Applying Energy Saving Technologies. To further improve efficiencies, engineers also added a set of Shenergy-developed and patented energy-saving technologies, including efforts to recover heat from flue gas, “generalized regeneration” technologies that reduce the turbine exhaust loss, and improvements to the air preheater. These technologies also essentially reduce power consumption of existing auxiliary equipment such as boiler fans and turbine pumps. “The evidence is performance related,” Li said. “They actually reduced power consumption by 10%,” which pays off in long-term efficiency gains, he said.
Environmental Controls. While Xuzhou 3 already had environmental controls, including selective catalytic reduction (SCR) technology, electrostatic precipitators, and wet flue gas desulfurization, the retrofit improved the equipment’s performance and efficiency, mainly because the reduced coal consumption decreased the flue gas mass flow.
An Enduring Model
Despite the wide scope of these retrofits, many of them requiring first-of-their-kind applications and rigorous testing, Shenergy and China Resources completed physical construction of the project at the end of July 2019—within a remarkable six months. So far, the combined effect of these improvements on the total thermal cycle for Xuzhou 3 are paying off in a big way, Li said, and Shenergy has shown that if applied to a bigger plant, such as a 600-MW unit, efficiency levels could be improved further by about 0.7%.
“Compared with USC units, where the typical parameters are about 26 Megapascal (MPa, 3,771 psia) and 600C, our subcritical unit has 16.7 MPa (972 psia) and 600C. So, we just have a lower pressure—which we could not change because it would ramp up the cost—but the influence of the pressure sensitivity is not that large, and we can compensate this gap with our energy-saving technologies,” he said.
The total retrofit project, meanwhile, cost about 350 million RMB, or $50 million, which is less than a third of the cost to build a new unit in China, Li said. That’s also important because getting the government’s approval to build larger new supercritical or USC coal units in China is currently difficult, owing to climate and overcapacity concerns. “The government actually encourages subcritical retrofits for efficiency gains,” but before the Xuzhou 3 demonstration, previous efforts had proven costly and were limited in performance, Li noted.

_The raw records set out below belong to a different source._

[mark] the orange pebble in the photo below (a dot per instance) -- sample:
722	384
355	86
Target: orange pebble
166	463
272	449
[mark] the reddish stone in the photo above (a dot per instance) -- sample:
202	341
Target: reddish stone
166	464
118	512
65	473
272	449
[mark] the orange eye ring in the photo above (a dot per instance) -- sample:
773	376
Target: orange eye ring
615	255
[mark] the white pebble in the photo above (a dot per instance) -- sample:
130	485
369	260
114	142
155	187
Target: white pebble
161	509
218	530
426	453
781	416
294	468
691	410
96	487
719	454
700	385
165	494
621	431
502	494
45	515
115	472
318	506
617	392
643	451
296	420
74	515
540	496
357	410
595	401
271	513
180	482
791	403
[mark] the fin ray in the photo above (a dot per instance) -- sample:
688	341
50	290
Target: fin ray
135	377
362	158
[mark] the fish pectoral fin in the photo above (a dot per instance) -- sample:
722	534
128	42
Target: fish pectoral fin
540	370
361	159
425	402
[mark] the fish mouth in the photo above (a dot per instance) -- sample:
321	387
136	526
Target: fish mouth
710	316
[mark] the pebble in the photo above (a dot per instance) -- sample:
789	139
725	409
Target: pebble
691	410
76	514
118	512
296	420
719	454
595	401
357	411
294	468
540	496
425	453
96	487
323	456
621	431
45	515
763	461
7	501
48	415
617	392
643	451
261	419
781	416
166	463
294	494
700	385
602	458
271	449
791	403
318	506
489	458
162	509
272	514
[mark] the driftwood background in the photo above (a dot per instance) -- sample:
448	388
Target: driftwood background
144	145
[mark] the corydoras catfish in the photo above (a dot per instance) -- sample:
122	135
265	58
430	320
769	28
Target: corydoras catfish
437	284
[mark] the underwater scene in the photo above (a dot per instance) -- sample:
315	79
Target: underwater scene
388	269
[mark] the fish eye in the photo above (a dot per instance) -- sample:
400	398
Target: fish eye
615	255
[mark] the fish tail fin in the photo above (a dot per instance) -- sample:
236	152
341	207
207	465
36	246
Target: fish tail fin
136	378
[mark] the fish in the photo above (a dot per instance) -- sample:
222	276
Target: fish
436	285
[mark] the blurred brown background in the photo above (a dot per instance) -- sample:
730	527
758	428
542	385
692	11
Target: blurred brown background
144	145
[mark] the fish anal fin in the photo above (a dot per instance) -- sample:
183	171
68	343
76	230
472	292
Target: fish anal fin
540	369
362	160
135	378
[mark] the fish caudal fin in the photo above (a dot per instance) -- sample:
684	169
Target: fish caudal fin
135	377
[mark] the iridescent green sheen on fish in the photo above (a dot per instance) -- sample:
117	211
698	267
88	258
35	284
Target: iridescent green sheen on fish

Since the project was commissioned, Xuzhou 3 has also found a new purpose—as a flexible, load-following generator. “Flexibility wasn’t a requirement in the project contract, but Shenergy still took it into its design,” Li said. “It turns out that load can be as low as 19%, and the boiler combustion will still be stable and the SCR will still operate normally.” A three-stage test witnessed by a local power grid authority institute in December confirmed the unit can operate safely at a load of 19% for more than four hours. That achievement garnered the unique subcritical unit one of China’s first certifications under “deep load regulation.”
That’s crucial because it opens up a new avenue for subcritical coal utilization as China tries to balance its growing share of intermittent renewable power, Li said. It’s also a big bonus that could encourage market uptake of the “very promising and economic solution for all the subcritical units in the world to dramatically increase the unit efficiency,” he said. ■
—Sonal Patel is a POWER senior associate editor.